Yes, there are insurance products that payout mortgage balance. But you would be better off with a traditional life insurance policy. Here's how wifey and I figured it:
We both work, so if one of us passed we would need to cover the missing income, pay off any debt, have savings for our children's college, funeral expenses, and coverage for the missing retirement savings. After playing with the numbers, we decided we needed 500,000 for each of us. We decided not to go for a whole life policy, instead took the cheaper route of a 30 year level term. That means that we pay the same rate for the next 30 years, and if we make it to the end get nothing.
We figured that by mid 60's we'll be retired, our house will be paid off, and our kids will be grown, so the need for a huge policy like that will be gone.
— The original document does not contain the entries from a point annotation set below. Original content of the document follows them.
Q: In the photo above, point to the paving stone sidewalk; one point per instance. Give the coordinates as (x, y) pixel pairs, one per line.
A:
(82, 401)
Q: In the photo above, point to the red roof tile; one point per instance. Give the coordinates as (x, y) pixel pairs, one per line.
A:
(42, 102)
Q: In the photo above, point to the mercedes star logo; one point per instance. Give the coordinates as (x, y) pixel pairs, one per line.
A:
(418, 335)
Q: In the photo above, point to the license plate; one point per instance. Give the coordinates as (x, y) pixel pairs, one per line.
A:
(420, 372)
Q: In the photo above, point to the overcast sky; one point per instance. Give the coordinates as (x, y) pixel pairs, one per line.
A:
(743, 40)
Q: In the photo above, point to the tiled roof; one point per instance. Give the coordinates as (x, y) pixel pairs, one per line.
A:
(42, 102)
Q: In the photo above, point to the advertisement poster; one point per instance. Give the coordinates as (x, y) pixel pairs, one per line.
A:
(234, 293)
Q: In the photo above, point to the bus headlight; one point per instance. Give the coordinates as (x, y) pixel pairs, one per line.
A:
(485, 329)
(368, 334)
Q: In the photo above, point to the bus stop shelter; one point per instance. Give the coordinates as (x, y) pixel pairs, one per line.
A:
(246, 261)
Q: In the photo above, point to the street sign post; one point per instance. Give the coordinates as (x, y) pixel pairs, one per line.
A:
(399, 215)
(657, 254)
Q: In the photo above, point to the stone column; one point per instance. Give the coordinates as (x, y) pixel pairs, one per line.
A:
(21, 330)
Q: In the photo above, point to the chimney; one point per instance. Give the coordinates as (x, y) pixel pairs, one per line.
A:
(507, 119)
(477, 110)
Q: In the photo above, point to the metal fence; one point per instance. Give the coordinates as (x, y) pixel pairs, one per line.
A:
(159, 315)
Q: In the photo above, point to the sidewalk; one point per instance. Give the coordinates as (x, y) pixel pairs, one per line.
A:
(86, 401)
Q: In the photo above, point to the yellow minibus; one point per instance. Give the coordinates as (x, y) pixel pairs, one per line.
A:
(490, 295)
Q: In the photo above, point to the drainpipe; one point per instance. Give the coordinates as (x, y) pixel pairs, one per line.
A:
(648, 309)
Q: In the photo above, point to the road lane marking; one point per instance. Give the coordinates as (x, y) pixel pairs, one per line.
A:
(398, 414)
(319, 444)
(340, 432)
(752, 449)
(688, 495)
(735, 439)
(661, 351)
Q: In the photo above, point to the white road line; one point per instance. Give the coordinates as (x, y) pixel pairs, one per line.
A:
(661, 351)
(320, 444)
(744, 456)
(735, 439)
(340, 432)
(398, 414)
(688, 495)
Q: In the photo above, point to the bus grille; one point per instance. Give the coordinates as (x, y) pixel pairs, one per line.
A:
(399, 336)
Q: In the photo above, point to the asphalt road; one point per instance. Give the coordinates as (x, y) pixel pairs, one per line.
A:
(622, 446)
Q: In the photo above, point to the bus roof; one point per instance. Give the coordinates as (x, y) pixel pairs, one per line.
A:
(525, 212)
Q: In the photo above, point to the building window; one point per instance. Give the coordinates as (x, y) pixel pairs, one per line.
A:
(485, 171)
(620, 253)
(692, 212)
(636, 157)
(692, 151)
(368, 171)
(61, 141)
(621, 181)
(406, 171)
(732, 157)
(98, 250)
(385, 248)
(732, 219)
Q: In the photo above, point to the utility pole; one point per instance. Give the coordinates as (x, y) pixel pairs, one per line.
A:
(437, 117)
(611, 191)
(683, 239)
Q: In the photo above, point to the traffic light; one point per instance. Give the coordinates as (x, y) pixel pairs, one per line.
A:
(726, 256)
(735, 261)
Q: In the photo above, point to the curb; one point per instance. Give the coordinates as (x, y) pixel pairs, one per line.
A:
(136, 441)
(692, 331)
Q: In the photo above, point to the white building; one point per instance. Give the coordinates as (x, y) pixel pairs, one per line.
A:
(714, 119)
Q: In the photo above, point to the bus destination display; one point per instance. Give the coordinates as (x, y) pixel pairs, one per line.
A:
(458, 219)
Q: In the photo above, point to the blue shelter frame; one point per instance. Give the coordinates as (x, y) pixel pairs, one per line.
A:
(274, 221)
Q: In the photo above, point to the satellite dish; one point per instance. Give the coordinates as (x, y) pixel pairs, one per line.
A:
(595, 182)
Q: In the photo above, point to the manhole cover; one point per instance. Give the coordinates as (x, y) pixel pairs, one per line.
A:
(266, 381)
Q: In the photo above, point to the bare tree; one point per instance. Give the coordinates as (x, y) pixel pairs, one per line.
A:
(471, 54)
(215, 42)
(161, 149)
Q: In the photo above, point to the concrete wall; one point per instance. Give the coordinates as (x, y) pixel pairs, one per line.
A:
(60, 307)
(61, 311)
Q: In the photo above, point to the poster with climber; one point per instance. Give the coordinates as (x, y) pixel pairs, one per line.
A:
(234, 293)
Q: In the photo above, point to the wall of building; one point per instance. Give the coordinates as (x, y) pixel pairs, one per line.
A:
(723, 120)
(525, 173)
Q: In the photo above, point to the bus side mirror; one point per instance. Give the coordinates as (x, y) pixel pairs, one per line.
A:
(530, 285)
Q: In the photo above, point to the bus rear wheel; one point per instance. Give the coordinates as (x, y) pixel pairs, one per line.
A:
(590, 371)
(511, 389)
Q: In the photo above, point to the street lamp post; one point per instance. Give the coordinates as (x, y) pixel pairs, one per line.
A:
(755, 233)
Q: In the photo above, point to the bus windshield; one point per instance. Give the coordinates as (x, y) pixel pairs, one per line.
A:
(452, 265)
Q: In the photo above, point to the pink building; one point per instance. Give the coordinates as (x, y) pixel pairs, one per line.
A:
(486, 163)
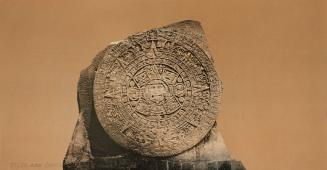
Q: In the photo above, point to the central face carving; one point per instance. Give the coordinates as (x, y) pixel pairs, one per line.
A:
(156, 91)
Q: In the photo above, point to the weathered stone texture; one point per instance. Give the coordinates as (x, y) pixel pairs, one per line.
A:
(150, 102)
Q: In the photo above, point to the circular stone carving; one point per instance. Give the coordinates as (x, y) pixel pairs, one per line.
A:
(156, 93)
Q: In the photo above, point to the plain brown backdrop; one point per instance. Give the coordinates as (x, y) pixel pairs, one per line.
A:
(270, 54)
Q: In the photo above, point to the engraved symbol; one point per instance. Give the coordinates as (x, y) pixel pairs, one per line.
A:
(153, 92)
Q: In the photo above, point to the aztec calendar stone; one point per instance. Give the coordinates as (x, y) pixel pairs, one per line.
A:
(156, 93)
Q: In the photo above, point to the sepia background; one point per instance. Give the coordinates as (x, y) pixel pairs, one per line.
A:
(270, 54)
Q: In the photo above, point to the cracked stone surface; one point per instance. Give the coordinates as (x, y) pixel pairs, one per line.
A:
(150, 101)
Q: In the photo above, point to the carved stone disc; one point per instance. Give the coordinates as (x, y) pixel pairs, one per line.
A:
(156, 93)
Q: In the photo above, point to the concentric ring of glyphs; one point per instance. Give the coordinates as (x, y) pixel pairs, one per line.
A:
(156, 93)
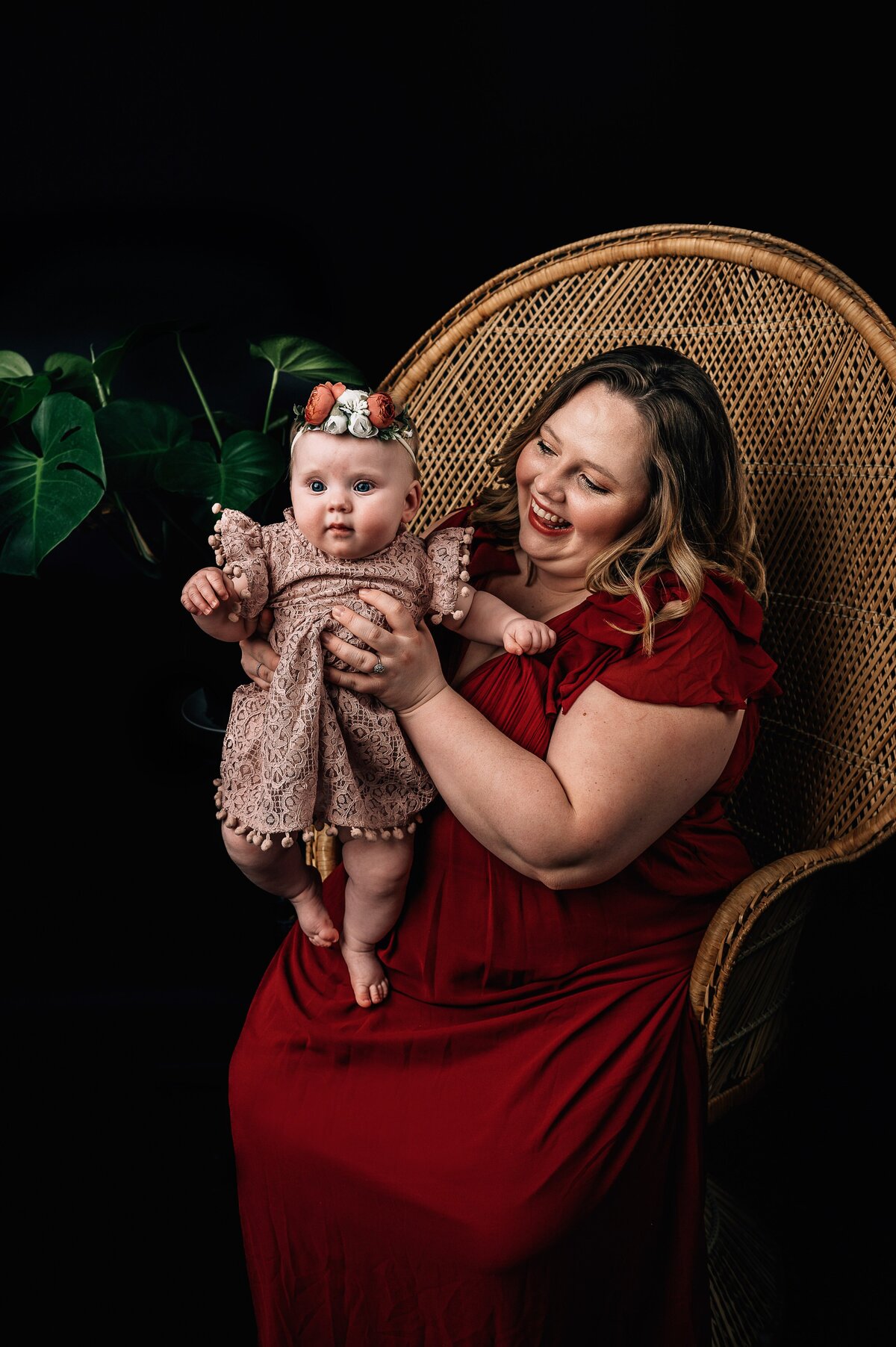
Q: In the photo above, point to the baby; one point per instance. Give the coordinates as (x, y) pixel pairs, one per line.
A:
(305, 755)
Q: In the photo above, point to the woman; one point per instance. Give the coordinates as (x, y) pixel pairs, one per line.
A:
(511, 1152)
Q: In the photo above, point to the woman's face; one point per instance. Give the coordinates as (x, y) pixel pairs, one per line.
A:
(582, 481)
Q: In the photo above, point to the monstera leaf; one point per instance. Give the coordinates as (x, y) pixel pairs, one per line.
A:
(308, 360)
(20, 388)
(137, 438)
(249, 465)
(92, 376)
(45, 496)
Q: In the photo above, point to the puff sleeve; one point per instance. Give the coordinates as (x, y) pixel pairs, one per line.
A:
(239, 550)
(449, 556)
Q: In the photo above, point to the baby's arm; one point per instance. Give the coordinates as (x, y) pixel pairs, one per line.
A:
(212, 600)
(492, 621)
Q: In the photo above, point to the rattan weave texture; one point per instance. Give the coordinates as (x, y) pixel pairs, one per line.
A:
(806, 364)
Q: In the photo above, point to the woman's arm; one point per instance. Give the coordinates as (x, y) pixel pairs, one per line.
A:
(619, 774)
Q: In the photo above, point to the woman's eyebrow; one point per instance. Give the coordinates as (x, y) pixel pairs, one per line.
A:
(588, 462)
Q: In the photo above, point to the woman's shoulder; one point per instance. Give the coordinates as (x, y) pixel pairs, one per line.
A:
(709, 655)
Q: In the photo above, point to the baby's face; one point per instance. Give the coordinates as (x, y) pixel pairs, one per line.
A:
(351, 496)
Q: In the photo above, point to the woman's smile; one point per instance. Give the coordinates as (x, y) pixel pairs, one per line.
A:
(546, 520)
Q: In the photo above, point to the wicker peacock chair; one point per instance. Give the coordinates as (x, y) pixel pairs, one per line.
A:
(806, 364)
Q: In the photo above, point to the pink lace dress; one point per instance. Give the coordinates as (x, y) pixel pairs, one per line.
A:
(306, 753)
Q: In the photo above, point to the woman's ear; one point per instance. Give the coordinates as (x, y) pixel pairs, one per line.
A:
(411, 501)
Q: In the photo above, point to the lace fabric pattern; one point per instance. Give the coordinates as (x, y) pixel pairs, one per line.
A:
(305, 753)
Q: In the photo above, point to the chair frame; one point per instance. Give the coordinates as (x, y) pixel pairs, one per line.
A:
(827, 337)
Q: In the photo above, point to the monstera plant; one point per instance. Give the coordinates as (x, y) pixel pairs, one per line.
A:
(73, 455)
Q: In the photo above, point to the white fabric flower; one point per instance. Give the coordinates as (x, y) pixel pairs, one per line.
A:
(352, 400)
(361, 426)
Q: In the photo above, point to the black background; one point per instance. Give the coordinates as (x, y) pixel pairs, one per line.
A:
(349, 179)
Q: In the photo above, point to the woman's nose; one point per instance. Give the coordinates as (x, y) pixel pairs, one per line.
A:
(547, 484)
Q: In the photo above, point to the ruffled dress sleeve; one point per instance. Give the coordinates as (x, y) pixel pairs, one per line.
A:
(710, 656)
(239, 550)
(449, 556)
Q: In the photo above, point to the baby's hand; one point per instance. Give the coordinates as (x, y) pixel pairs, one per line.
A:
(523, 636)
(205, 591)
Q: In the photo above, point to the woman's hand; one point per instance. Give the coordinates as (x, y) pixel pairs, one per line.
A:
(413, 671)
(256, 655)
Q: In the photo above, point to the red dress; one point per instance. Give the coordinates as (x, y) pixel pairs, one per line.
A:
(510, 1152)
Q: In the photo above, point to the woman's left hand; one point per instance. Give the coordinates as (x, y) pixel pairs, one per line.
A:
(413, 674)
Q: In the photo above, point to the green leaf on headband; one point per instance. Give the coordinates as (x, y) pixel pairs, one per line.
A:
(308, 360)
(45, 496)
(251, 464)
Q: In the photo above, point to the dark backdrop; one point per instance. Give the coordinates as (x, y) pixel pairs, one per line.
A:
(348, 182)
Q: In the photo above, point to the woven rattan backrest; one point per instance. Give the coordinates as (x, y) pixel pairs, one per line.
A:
(806, 364)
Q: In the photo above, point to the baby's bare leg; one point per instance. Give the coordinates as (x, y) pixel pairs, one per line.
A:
(283, 871)
(376, 879)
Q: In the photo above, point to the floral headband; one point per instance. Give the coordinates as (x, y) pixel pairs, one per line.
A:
(338, 410)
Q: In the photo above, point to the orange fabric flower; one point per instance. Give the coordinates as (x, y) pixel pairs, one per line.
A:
(321, 402)
(380, 410)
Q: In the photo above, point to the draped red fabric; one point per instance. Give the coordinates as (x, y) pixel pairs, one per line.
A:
(510, 1152)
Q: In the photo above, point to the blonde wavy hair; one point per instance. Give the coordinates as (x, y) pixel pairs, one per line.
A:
(698, 516)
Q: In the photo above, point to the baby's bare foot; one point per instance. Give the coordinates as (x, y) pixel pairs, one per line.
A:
(313, 916)
(370, 983)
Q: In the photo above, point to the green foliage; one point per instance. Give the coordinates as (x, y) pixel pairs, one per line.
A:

Buying in now got us a much lower price, and each of us knows the other will be ok if something happens.
There are lots of people who know more about insurance, but in my estimation this is the best way to go. Put pencil to paper, and figure out how you would get by without the other person's income. The mortgage will not be the only concern.
If you are eligible, check out USAA. That's who we're using.
Thank you. We're both military now, so it doesn't seem like much of a worry at the current time, but I'm under the impression if you buy insurance younger, it's cheaper. I'll do some research. Thanks for your input.
@zhenxinqian wrote:Thank you. We're both military now, so it doesn't seem like much of a worry at the current time, but I'm under the impression if you buy insurance younger, it's cheaper. I'll do some research. Thanks for your input.
You should have life insurance already if you're both military. When I was in it was automatically 100k with optional payroll deduction to raise it. Check your LES to see if you have it, or talk with your pay clerk at your company HQ. That is probably your best bet if you're active duty. But definitely look into level term after you ETS, or in your mid 30's before the rates go way up. And get your USAA # if you don't have one already.
And remember, there are no stupid questions, just inquisitive idiots.
Our payroll deductions are about $26 a month and it pays out I think $400,000 each. We're still young and both plan on staying in for another 10+ years. So I guess I'm just jumping the gun. Hopefully nothing happens and it's pointless worry. We have USAA accounts, I'll look into getting supplemental life insurance through them in the future. Thanks again for the advice!